TMW I ask my grill guy why he always rolls his pants up to his knees and he says, "To keep my nutsack from tickling my ankles." Highlight of my day so far.
There's a book with the same title (not sure if it's the same book) available on Amazon, but it is in the "Humour" section. (It has one star and two reviews, both extremely negative.)
https://www.amazon.com/First-Cavity-Search-David-Blanchard-ebook/dp/B00DWYLHF8/ref=sr_1_1?crid=3TR98Y52G3XEL&keywords=my+first+cavity+search&qid=1552867267&s=gateway&sprefix=My+First+cavity+%2Caps%2C212&sr=8-1 Not the same cover, but the same title. So yes it does exist, but only for the kindle.
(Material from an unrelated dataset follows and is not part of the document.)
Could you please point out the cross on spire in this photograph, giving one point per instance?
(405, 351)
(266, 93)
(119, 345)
TMW you get greedy by wanting to improve the quality of the show you're watching online* followed by TMW the site uses that as an excuse to claim it can't play it for you...even though it was before you dared to try and increase the quality. *Gilmore Girls, in case anyone was wondering. This is another classic example of why I do not get on with technology!!! In fact, I am going to create a new swearword specially in honour of this occasion. Jackassfruit. I feel that bit better all ready.
TMW you chugged half an energy drink before work and then drank a full cup of coffee at work and now you're starting to get twitchy....
I`ve had a few TMW That moment when you're helping one of your misfits* eat without getting swarmed by the others** and he mistakes your finger for part of the food and bites down hard. Blood was gushing man, I`m a good bleeder. I`ve spent my whole life around animals of all sorts and have gotten bitten (mostly on accident, we did have one kinda malicious miniature pony though) by many a creature but dam if this cats bite wasn`t one of the worse. Still looks rather gnarly. He didn`t mean to though, he`s a sweetie..just loves food. That moment when someone who`s basically a coworker keeps bulldozing you with whats half unwanted life advice, half projecting his world view and unfulfilled dreams, and half motivational seminar and you just want to play this song for them. That moment when you're tieing a mic cable over-under, and aren`t paying much attention and somehow do it backward. Haven`t done a gig in a bit...guess I got rusty. Really don`t even know how I did that. That moment when you thought about getting up early on a Sunday but instead go back to bed and sleep till noon. That moment when you have a pile of things to do but keep pecking at it as slow as possible. *I tend to attract misfit animals ** He has a fused neck from it healing that way after getting injured as a stray so it`s a little tricky for him. On top of being a Ragdoll cat which is an entire breed known for being pushovers.
TMW you have to spend all day in the library working on a project when other groups with different projects get to go out about town. Followed by TMW you seriously reevaluate who has drawn the short straw in this when the heavens open.